Jean-Michel Basquiat

Collaborated Project:

City As Studio | Exhibition

Jean-Michel Basquiat (b. 1960, New York, New York, U.S.; d. 1988, New York, New York, U.S.) was one of the first African-American artists to achieve international stardom and he remains both popular and critically respected more than 30 years after his death. As a high school student in 1977—long before he achieved commercial success—Basquiat teamed up with friends to paint graffiti on buildings and subways in Lower Manhattan. Their pseudonym was SAMO, which stood for “same ol’ shit,” and their tagged slogans were characterized by the same elliptical, personal-political wit that permeates Basquiat’s later work. According to the artist, SAMO represented “an end to mindwash religion, nowhere politics, and bogus philosophy.” After a while, the group split up, and Basquiat continued writing as SAMO on his own.

The first paintings Basquiat exhibited incorporated mottos and motifs from SAMO graffiti and represented the first steps toward a dazzling aesthetic that would combine Afrocentric themes with the artist’s hermetic symbology and echoes of the “primitive” figuration beloved by so many modern masters. In 1981 he joined Annina Nosei Gallery and by the following year, he was showing alongside leading artists of the Neo-Expressionist movement.
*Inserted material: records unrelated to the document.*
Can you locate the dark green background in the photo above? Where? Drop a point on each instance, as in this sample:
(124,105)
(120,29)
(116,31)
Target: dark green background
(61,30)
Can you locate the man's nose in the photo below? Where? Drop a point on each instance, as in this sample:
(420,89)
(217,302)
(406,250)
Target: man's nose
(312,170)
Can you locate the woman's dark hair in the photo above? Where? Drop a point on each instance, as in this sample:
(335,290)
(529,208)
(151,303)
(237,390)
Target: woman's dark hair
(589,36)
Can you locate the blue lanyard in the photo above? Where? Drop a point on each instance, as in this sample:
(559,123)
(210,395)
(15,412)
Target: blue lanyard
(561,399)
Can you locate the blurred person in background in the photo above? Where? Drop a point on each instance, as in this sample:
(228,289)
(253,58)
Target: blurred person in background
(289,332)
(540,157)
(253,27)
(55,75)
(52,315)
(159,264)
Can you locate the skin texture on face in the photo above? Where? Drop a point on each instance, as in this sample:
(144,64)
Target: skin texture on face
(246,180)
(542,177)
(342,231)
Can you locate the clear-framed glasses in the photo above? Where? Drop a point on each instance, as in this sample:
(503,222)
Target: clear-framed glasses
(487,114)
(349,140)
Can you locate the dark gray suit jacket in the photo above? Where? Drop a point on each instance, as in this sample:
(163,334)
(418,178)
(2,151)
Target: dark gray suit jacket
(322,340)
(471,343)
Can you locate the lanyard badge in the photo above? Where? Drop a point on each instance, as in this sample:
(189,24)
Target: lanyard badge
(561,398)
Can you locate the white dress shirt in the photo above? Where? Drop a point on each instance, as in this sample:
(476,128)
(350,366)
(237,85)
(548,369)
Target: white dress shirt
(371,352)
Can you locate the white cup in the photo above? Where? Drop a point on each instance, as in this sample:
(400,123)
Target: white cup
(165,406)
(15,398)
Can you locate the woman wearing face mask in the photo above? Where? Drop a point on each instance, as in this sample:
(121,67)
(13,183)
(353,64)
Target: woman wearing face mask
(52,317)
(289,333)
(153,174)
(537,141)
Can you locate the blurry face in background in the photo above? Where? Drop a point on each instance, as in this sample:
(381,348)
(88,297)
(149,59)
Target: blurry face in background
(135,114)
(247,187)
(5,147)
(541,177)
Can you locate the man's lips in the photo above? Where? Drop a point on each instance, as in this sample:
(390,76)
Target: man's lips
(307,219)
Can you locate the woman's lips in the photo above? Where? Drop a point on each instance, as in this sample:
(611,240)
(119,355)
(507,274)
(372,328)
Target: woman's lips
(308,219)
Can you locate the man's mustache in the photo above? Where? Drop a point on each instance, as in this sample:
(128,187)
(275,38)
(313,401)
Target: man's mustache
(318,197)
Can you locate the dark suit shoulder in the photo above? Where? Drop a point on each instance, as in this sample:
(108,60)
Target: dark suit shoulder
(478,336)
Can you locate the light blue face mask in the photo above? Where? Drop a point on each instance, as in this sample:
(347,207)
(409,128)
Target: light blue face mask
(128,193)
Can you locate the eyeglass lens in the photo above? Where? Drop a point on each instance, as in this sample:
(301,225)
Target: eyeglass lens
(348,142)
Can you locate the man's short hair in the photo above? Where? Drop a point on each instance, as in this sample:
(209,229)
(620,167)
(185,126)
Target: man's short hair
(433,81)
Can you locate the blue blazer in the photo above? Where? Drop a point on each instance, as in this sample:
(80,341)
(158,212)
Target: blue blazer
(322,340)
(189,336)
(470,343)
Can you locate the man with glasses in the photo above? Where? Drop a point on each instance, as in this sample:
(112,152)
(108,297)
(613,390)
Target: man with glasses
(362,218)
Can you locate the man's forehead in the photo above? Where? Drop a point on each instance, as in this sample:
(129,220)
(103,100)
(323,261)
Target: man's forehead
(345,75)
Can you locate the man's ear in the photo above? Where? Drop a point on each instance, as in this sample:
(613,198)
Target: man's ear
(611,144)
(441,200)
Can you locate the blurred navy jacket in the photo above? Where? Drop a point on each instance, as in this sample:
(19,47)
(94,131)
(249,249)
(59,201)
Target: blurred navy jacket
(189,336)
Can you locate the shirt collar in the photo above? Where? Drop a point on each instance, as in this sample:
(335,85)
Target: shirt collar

He often painted on non-traditional supports and produced canvases with exposed stretchers and densely worked, partially collaged surfaces, later working with Andy Warhol on a series of collaborative panels. “SAMO saves idiots” was among his early slogans, but the Downtown figure ultimately couldn’t be rescued from the perils of early fame: Jean-Michel Basquiat died of a heroin overdose in 1988, at the age of 27.